The government has faced fierce resistance over the changes, with opposition parties and unions arguing that the reforms roll back long-established workers’ rights and accusing the government of exploiting Covid lockdowns. 

Former prime minister Alexis Tsipras, the Syriza Party leader, has vowed to annul the reforms if he wins the next election.

“The legislation provides for workers to be forced to work overtime,” Tsipras said, but they would have to be content with “a day off instead of extra pay.” 

He added: “This means working more for less pay and without job security.”

The left-wing Movement For Change Party described the regulations as “ruthless.” 

“In the face of these policies any progressive citizen cannot remain indifferent or silent,” its leader, Fofi Gennimata, said. “Time off does not pay the bills or holidays.”

Greek unions say that these reforms are an attempt to break union organisation by allowing companies as well as public utilities, to continue to run with a third of “security personnel” when strikes are called.

“Every right, every responsibility that unions have won has been undermined,” said veteran union official Grigoris Kalomiris. 

“Collective work agreements have been annulled by individual work contracts that favour employers. 
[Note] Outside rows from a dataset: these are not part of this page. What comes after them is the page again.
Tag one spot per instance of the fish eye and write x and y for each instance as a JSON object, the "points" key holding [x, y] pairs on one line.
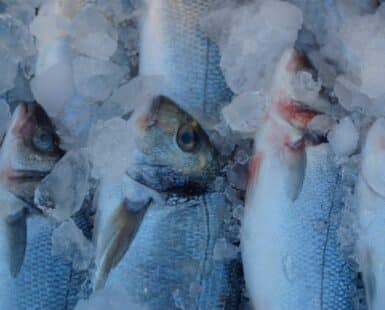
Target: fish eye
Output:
{"points": [[187, 138], [43, 140]]}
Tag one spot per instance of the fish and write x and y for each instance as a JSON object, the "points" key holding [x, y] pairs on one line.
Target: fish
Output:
{"points": [[369, 199], [31, 278], [173, 45], [167, 258], [289, 232]]}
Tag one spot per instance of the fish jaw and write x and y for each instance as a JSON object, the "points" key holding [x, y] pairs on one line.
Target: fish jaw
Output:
{"points": [[22, 166]]}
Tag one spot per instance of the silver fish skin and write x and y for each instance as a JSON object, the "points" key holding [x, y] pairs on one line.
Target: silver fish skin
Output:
{"points": [[289, 234], [31, 278], [370, 205], [170, 263], [162, 252], [174, 46]]}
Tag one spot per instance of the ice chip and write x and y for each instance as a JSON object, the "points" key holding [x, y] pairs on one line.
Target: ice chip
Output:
{"points": [[373, 168], [62, 192], [5, 117], [68, 241], [93, 35], [343, 138], [257, 37], [53, 88], [305, 88], [8, 71], [96, 79]]}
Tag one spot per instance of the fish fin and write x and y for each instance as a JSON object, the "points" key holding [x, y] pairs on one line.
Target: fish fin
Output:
{"points": [[114, 242], [16, 234]]}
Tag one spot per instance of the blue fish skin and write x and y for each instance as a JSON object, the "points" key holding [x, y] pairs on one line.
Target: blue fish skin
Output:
{"points": [[173, 45], [290, 249], [170, 263], [44, 282]]}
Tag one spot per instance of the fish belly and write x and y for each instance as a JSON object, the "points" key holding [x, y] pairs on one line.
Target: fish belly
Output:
{"points": [[290, 248], [45, 282], [173, 45], [170, 264]]}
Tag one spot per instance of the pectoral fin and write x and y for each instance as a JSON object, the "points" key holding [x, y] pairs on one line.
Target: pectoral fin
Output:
{"points": [[16, 234], [115, 239]]}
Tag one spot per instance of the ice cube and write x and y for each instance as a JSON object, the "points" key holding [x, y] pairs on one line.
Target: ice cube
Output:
{"points": [[343, 138], [257, 37], [245, 112], [62, 192], [93, 35], [96, 79], [68, 241], [224, 250], [5, 117], [110, 146], [8, 71], [306, 89]]}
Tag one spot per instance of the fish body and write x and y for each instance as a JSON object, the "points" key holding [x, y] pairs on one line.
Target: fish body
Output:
{"points": [[170, 263], [174, 46], [31, 278], [166, 253], [370, 203], [293, 209]]}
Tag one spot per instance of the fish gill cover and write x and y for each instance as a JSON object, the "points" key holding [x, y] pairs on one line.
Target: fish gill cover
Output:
{"points": [[81, 61]]}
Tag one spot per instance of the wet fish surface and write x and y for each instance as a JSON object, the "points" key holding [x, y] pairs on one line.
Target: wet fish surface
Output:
{"points": [[289, 239], [31, 278], [168, 261], [174, 46], [370, 203]]}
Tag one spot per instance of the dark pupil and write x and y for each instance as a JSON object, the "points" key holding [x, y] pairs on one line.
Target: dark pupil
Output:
{"points": [[188, 137]]}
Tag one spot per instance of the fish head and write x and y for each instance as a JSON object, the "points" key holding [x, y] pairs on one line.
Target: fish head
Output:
{"points": [[29, 151], [281, 140], [173, 152]]}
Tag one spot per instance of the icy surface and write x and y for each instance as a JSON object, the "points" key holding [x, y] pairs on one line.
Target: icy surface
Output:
{"points": [[253, 44], [112, 299], [61, 193], [93, 35], [110, 145], [245, 112], [68, 241], [5, 117]]}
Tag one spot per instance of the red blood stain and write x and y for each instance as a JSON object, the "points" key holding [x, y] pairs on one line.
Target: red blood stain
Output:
{"points": [[254, 166], [296, 115]]}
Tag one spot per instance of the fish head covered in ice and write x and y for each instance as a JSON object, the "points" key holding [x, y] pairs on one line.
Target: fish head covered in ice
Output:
{"points": [[29, 151], [282, 132], [173, 152]]}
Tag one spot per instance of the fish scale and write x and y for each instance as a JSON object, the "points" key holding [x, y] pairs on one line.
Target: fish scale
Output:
{"points": [[173, 45], [297, 242], [170, 262]]}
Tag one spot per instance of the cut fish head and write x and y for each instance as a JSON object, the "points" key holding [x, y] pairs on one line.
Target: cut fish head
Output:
{"points": [[29, 151], [173, 152]]}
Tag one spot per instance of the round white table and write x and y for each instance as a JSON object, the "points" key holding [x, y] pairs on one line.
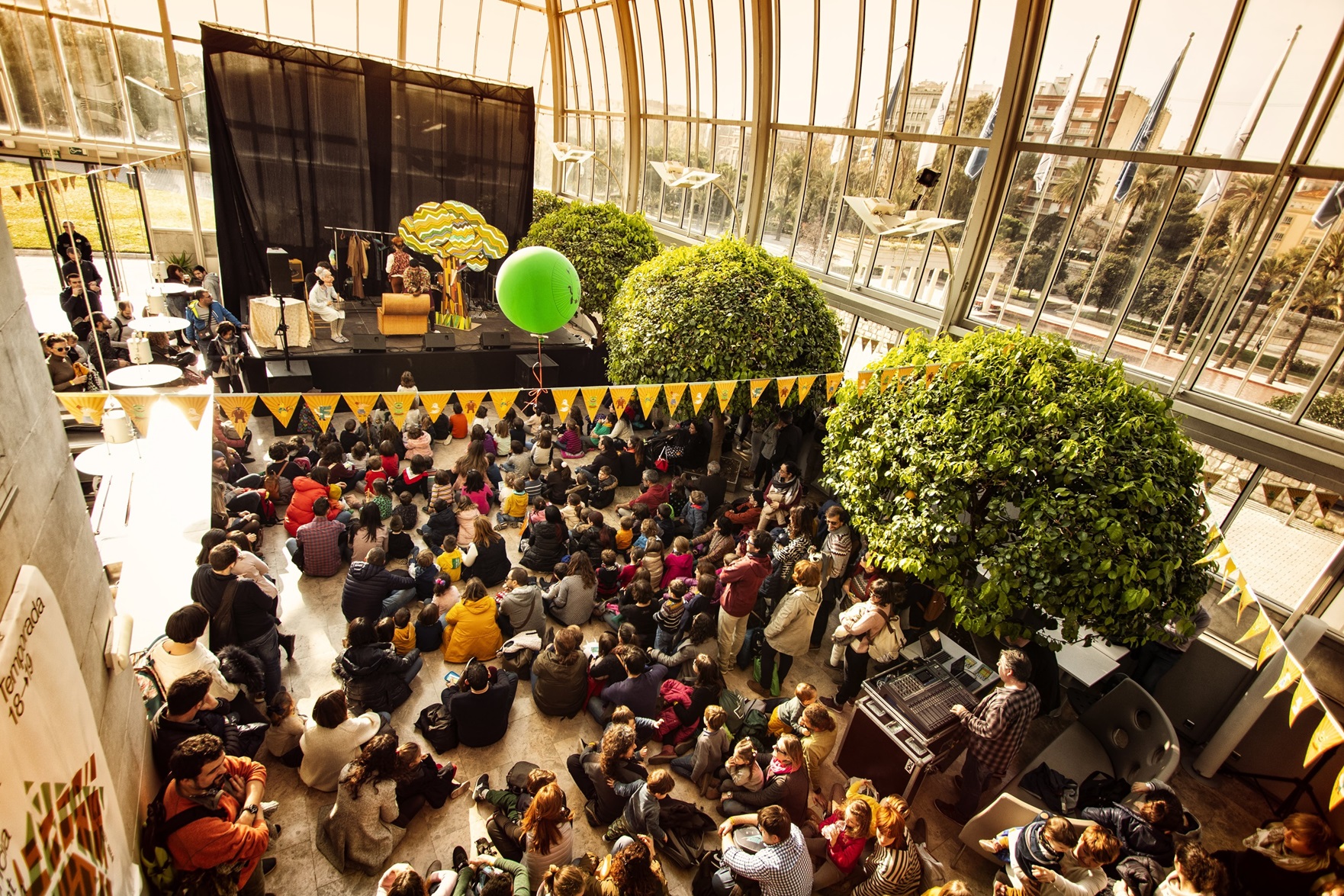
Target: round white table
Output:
{"points": [[143, 375], [158, 324]]}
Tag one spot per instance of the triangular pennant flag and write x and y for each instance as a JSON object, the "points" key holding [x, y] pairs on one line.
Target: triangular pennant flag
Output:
{"points": [[323, 405], [1285, 677], [1269, 647], [834, 383], [699, 391], [593, 397], [725, 390], [86, 407], [1303, 698], [1257, 628], [503, 400], [621, 397], [362, 405], [1326, 735], [469, 402], [564, 400], [236, 410], [282, 406], [191, 406], [435, 403], [1215, 555], [648, 397], [137, 407], [674, 393]]}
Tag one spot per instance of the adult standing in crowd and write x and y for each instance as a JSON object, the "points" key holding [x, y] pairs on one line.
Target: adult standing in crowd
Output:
{"points": [[996, 728]]}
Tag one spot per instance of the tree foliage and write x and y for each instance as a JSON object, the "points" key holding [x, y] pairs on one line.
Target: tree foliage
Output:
{"points": [[1072, 490], [601, 241], [719, 310]]}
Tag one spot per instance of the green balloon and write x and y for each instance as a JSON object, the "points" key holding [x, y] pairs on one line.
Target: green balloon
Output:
{"points": [[538, 289]]}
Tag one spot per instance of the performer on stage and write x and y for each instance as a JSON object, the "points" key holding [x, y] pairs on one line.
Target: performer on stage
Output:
{"points": [[397, 264], [324, 301]]}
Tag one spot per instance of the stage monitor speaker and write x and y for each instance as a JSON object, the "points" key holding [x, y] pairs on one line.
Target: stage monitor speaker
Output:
{"points": [[439, 342], [281, 277], [367, 343]]}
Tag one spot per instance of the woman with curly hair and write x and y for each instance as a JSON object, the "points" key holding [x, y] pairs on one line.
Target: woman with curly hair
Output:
{"points": [[359, 832]]}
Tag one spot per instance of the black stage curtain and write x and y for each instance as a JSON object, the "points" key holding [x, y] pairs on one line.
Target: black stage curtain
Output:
{"points": [[303, 139]]}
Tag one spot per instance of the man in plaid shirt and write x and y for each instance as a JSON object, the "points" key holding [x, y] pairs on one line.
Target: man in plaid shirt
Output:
{"points": [[998, 727]]}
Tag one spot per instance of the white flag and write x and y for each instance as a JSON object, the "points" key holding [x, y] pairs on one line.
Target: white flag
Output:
{"points": [[1061, 124]]}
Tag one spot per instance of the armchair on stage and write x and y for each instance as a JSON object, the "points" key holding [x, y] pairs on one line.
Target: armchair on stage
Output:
{"points": [[404, 315]]}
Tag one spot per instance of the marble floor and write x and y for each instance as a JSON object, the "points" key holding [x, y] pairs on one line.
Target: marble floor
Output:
{"points": [[312, 612]]}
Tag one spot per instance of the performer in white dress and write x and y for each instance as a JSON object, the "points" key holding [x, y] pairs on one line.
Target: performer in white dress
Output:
{"points": [[323, 300]]}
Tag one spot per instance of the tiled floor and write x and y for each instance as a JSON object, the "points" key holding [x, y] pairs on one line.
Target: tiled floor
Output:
{"points": [[312, 612]]}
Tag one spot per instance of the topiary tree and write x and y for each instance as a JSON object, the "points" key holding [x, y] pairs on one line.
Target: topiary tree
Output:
{"points": [[601, 241], [721, 310], [1074, 492], [543, 203]]}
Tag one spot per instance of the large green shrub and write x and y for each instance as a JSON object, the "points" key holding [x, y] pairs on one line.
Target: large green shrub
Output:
{"points": [[601, 241], [1072, 492]]}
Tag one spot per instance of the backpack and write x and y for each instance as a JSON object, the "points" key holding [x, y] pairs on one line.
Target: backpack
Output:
{"points": [[162, 878], [886, 645]]}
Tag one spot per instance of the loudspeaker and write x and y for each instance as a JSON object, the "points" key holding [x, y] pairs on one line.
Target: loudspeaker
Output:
{"points": [[436, 342], [281, 280], [367, 343]]}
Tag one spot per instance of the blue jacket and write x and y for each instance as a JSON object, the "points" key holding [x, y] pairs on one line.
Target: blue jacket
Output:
{"points": [[202, 317]]}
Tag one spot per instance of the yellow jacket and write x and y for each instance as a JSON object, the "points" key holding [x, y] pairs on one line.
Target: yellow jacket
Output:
{"points": [[471, 631]]}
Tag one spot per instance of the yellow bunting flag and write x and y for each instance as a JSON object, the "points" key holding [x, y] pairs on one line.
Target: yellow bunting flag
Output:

“The eight-hour workday has been replaced by 10-hour workdays with the promise of less work on other days and overtime payments being lost. 

“What we are seeing, 40 years later, are Thatcherite policies on steroids.”

“This is a country where unemployment officially is still about 15 per cent,” he said, insisting that the real figure following the pandemic was more like 20 per cent. 

“There is no way in such a climate that strike action will be obstructed. We will use all our might to resist it.”

As we have seen in the past Greece has been used as an “experiment” for austerity and anti-worker labour laws that have spread to other countries in Europe. 

That is why we will need a concerted campaign of solidarity from unions around Europe to support Greek workers in struggle. 

Tony Burke is assistant general secretary of Unite the Union.